Ainsi, le sport pouvant être un terrain d’expression politique et les compétitions internationales étant des évènements majeurs pour les pays hôtes qui profitent de cette visibilité exceptionnelle pour promouvoir leur Culture, leur sens de l’accueil et leurs valeurs, il est indispensable que les futures attributions tiennent compte du respect des droits humains dans chacun des pays organisateurs.

Prendre en compte l’impact écologique des compétitions sportives à l’aune du changement climatique

Alors que l’année 2022 est l’une des années les plus chaudes jamais enregistrées, la question de l’impact environnemental à l’échelle mondiale des grands évènements sportifs doit désormais être intégrée au cœur des processus de désignation.

Malheureusement, cette question n’a fait l’objet d’aucune attention il y a dix ans lorsque la FIFA a attribué la Coupe du monde au Qatar. L’intensité des températures estivales aurait pourtant largement pu être anticipée par les instances de la FIFA.

De plus, durant toute la compétition c’est un avion toutes les dix minutes qui a sillonné le ciel jour et nuit pour acheminer les supporters et les supportrices aggravant un peu plus le bilan écologique de ce Mondial.

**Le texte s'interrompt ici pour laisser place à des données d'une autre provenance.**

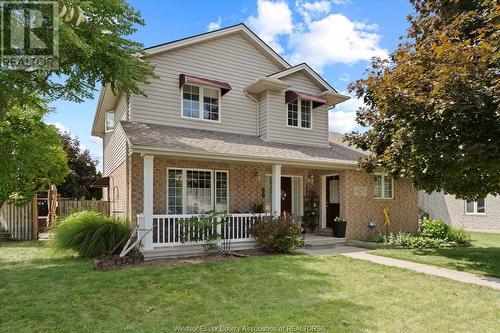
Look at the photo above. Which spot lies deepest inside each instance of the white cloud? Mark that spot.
(344, 77)
(318, 35)
(214, 25)
(310, 10)
(273, 19)
(343, 118)
(335, 39)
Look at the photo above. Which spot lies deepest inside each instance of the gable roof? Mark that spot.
(180, 141)
(306, 69)
(238, 28)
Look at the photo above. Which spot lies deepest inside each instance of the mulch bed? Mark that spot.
(136, 259)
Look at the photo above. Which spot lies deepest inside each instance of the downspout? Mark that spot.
(257, 109)
(127, 167)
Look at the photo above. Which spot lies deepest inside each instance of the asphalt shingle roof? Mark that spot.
(188, 140)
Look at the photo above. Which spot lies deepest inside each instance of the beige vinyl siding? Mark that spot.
(263, 130)
(278, 129)
(231, 59)
(114, 143)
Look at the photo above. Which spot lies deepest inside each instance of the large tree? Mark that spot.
(432, 109)
(82, 171)
(91, 51)
(31, 155)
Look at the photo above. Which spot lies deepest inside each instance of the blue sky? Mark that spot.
(336, 37)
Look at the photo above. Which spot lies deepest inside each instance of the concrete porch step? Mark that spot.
(326, 232)
(321, 242)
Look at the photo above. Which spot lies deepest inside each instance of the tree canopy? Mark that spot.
(96, 50)
(82, 171)
(32, 155)
(94, 47)
(432, 109)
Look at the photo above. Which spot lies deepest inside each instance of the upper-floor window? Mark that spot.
(383, 186)
(110, 121)
(196, 191)
(475, 207)
(200, 102)
(299, 113)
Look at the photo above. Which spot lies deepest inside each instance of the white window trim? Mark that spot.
(301, 211)
(475, 208)
(212, 187)
(299, 110)
(383, 197)
(106, 129)
(200, 111)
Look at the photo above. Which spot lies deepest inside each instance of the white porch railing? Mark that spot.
(167, 231)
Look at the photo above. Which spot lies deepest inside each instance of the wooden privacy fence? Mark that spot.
(18, 221)
(25, 222)
(67, 206)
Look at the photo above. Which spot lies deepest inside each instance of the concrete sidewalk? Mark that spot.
(362, 254)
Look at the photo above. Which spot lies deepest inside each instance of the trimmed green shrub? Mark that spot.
(277, 234)
(460, 237)
(90, 234)
(435, 229)
(411, 241)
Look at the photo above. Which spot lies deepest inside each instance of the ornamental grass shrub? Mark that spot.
(90, 234)
(277, 233)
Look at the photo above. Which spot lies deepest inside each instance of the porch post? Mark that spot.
(148, 200)
(276, 189)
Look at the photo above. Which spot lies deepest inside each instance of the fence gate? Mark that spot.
(18, 221)
(26, 222)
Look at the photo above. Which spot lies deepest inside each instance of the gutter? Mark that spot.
(257, 109)
(145, 150)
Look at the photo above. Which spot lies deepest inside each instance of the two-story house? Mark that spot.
(230, 125)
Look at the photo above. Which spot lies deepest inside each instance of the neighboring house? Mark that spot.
(483, 214)
(230, 125)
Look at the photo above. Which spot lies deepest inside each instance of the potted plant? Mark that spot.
(339, 226)
(311, 204)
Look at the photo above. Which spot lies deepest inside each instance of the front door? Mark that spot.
(286, 195)
(332, 199)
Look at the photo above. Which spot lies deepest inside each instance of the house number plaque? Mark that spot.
(360, 191)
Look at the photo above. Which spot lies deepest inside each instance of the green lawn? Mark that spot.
(482, 258)
(44, 292)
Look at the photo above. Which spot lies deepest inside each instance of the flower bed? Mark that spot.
(431, 234)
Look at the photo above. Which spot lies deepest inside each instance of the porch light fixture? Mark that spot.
(258, 176)
(311, 178)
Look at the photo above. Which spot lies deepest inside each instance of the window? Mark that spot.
(200, 102)
(299, 113)
(305, 114)
(475, 207)
(293, 113)
(221, 191)
(110, 121)
(190, 101)
(196, 191)
(383, 187)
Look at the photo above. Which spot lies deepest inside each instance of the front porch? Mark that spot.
(166, 188)
(177, 189)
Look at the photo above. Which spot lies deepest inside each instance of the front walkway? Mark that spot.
(362, 254)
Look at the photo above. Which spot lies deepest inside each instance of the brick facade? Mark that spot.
(117, 191)
(245, 191)
(452, 211)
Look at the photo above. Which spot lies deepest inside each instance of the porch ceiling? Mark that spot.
(204, 143)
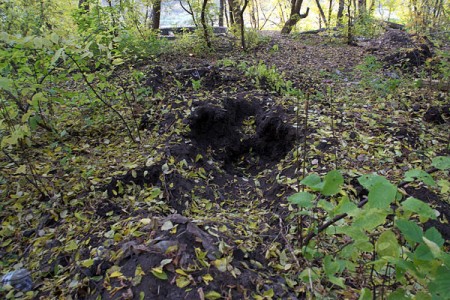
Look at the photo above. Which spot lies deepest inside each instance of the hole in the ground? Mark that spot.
(242, 134)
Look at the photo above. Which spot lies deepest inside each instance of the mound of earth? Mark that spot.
(397, 48)
(180, 254)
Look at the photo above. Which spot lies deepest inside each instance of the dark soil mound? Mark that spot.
(400, 49)
(222, 129)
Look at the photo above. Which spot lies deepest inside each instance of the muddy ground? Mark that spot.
(198, 210)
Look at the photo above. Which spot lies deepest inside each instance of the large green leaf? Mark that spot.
(434, 235)
(387, 244)
(332, 183)
(382, 194)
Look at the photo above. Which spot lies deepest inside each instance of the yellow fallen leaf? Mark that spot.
(116, 274)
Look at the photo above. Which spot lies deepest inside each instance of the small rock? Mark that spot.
(19, 279)
(433, 115)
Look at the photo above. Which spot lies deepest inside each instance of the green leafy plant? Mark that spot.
(381, 238)
(267, 77)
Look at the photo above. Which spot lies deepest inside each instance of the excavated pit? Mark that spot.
(242, 134)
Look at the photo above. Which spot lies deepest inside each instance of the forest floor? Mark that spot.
(198, 208)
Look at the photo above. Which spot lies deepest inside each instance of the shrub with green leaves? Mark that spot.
(381, 239)
(267, 77)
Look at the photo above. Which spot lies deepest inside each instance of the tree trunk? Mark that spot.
(221, 12)
(330, 10)
(241, 17)
(340, 15)
(231, 10)
(83, 4)
(296, 6)
(362, 7)
(203, 21)
(322, 14)
(156, 20)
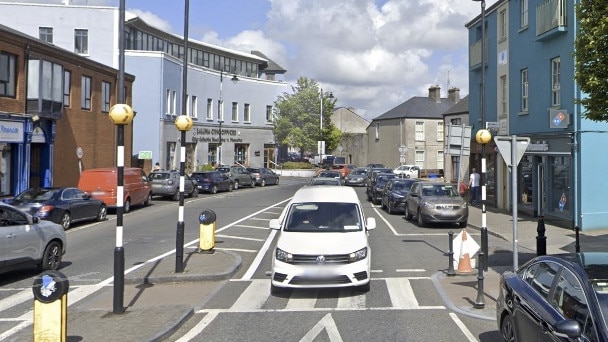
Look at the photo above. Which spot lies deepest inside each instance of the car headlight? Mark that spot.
(358, 255)
(283, 256)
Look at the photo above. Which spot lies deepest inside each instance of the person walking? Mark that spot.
(474, 186)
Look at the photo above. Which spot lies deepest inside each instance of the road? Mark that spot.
(402, 304)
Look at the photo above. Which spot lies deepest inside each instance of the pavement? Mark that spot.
(158, 300)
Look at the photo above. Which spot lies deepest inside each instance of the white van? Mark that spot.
(323, 241)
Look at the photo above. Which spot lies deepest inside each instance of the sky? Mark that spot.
(371, 54)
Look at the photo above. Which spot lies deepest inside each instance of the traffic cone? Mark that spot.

Enfin, alors que des leçons auraient dû être tirées de cette désignation catastrophique au niveau environnemental, l’attribution pour 2029 des Jeux asiatiques d’hiver à l’Arabie Saoudite en septembre 2022 est une décision aberrante qui privilégie une nouvelle fois les intérêts financiers au détriment de tout ce qui construit l’avenir des générations futures.

C’est la raison pour laquelle, il est nécessaire de créer une Agence mondiale pour l’attribution des compétitions internationales.

Plus jamais nous ne voulons revivre de nouvelles attributions soumises à de la corruption au sein des instances sportives.

Plus jamais nous n’accepterons que l’organisation d’une compétition sportive internationale puisse délibérément fouler aux pieds les droits humains.

Plus que jamais, nous devons veiller à ce que les enjeux climatiques et environnementaux soient pris en compte dans l’organisation des futurs évènements sportifs.

PROPOSITION DE RESOLUTION

Article unique

L’Assemblée nationale,

Vu l’article 34‑1 de la Constitution,

Vu l’article 136 du Règlement de l’Assemblée nationale,

Considérant que le sport doit favoriser la tolérance et l’amitié entre les personnes, les groupes et les peuples,

Considérant l’importance particulière des grands événements sportifs internationaux en termes d’impact social et environnemental,

Considérant que l’attribution ces dernières années d’un certain nombre de grands événements sportifs internationaux est entachée de soupçons de corruption et ne répondait pas à des critères sportifs,

Considérant les risques d’instrumentalisation politique du sport,

Considérant que tout événement sportif doit respecter les droits fondamentaux protégés au niveau international,

Considérant que les enjeux environnementaux doivent être intégrés dans chacune des attributions de compétitions sportives internationales,

Déclare prioritaire la création d’une Agence mondiale indépendante chargée de l’attribution des grands évènements sportifs composée des États et du mouvement sportif international, répondant à une série de critères sociaux et environnementaux collectivement définis ;

Invite le Gouvernement à :

– porter au niveau européen et international le projet d’une telle Agence ;

– définir avec les autres États et le mouvement sportif international ses modalités.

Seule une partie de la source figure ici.